La signification du mot « race » a profondément changé au cours des derniers siècles. Ce concept, dont l’origine remonte aussi loin que le siècle des lumières, avait au début pour objectif de marquer les différences de classes au sein de la société européenne. Au cours des XVIIIe et XIXe siècles, lorsque des empires furent créés aux quatre coins du globe, les Européens commencèrent à exploiter l’idée de « race » comme justification commode au droit qu’ils s’étaient arrogé de dominer les peuples « primitifs », bâtissant ainsi les assises des hiérarchies coloniales qu’ils étaient en train d’instaurer. Avec l’essor de la « science » surgie dans la foulée de la Révolution industrielle, les nouvelles disciplines telles que l’ethnologie, l’anthropologie, l’eugénisme, la psychologie et la sociologie servirent d’adjuvants « professionnels » pour favoriser la réalisation de cet objectif.
Bon nombre de scientifiques, de diverses disciplines, tous blancs, entreprirent la tâche complexe consistant à définir des catégories « raciales » et à extrapoler, à partir des données sur les « races », les multiples distinctions entre les êtres humains. La pigmentation de la peau n’était qu’un facteur parmi d’autres dans la longue liste des variables humaines énumérées ; on retrouvait également la stature, la forme de la tête, la capacité crânienne, la couleur et la texture des cheveux, la forme des yeux, l’indice nasal et diverses autres caractéristiques faciales. Et pourtant, aucun de ces aspects du physique humain n’est en soi intrinsèquement si manifeste qu’il justifie qu’on en fasse une catégorie à part. On peut même s’étonner qu’ils ne soient pas allés jusqu’à diviser les êtres humains en races caractérisées par des grandes oreilles et celles qui en ont des petites. Cependant, malgré la multitude des caractéristiques physiques servant à fixer les classifications raciales, certains cas demeuraient inclassables. Certains individus qui avaient « l’air » d’être de race blanche disaient appartenir à des groupes victimes d’oppression raciale ou étaient classés comme tels par d’autres personnes. Afin de remédier à ces incohérences, on avait ajouté à la liste des éléments d’identification « raciale », les caractéristiques telles que la langue, la religion, la résidence géographique, la manière de se vêtir, les habitudes alimentaires, l’intelligence, la réputation et le nom5.

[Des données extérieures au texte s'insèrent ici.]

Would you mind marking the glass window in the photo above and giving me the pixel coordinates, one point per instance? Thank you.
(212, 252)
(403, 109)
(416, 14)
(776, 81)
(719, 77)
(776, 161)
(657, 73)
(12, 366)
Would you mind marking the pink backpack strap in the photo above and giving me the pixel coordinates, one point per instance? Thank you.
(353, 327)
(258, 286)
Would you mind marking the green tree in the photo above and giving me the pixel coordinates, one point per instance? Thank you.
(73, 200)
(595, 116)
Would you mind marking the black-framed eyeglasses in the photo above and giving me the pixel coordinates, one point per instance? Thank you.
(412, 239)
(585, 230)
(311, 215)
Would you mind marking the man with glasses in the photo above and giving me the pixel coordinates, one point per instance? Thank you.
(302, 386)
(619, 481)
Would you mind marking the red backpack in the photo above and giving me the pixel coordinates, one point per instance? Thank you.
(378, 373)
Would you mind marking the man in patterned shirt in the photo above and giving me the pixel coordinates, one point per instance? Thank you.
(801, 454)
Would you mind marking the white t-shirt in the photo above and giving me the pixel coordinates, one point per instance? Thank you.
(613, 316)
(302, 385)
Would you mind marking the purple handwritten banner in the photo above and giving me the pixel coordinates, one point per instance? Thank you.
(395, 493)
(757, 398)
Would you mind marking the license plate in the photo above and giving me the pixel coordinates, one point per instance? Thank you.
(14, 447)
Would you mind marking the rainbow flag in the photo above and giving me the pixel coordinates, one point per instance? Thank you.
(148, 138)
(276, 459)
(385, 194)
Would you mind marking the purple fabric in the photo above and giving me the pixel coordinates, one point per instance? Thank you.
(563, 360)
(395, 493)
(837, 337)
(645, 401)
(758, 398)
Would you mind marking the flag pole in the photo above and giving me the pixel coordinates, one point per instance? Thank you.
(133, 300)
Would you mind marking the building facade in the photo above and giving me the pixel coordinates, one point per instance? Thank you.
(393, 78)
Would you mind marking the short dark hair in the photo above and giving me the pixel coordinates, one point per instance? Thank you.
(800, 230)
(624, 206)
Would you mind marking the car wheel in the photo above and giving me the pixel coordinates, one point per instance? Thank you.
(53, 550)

La classification raciale fonctionnait comme un prétexte facile, à portée de main, pour nombre de groupes disparates qui cherchaient à justifier le fait qu’ils détiennent davantage de ressources, de pouvoir et un statut supérieur par rapport aux autres. On sait à quel point l’adoption de la notion de « race » a permis de justifier l’esclavage des Noirs. Il est tout aussi manifeste que l’idéologie « raciale » a servi de prétexte pour s’emparer des terres des Premières Nations. Le concept de « race » a servi d’explication définitive pour infliger un traitement punitif aux immigrants d’origine asiatique à la fin du XIXe siècle. La terminologie « raciale » a également été employée afin de rationaliser le phénomène de l’exploitation entre Blancs eux-mêmes. Des distinctions « raciales » ont historiquement été établies entre les communautés saxonne, celte, normande, irlandaise, écossaise et anglaise. En Amérique du Nord, on réfutait facilement les revendications d’appartenance à la race blanche présentées par les immigrants en provenance d’Europe du Sud et de l’Est, de Syrie, d’Arménie, d’Arabie, d’Inde et des Philippines. Le traitement discriminatoire réservé aux Franco-Canadiens, aux personnes affiliées à des religions autres que le protestantisme ainsi qu’aux groupes d’immigrants en provenance de l’Europe du Sud et de l’Est a également été idéologiquement rattaché aux notions de « race »6.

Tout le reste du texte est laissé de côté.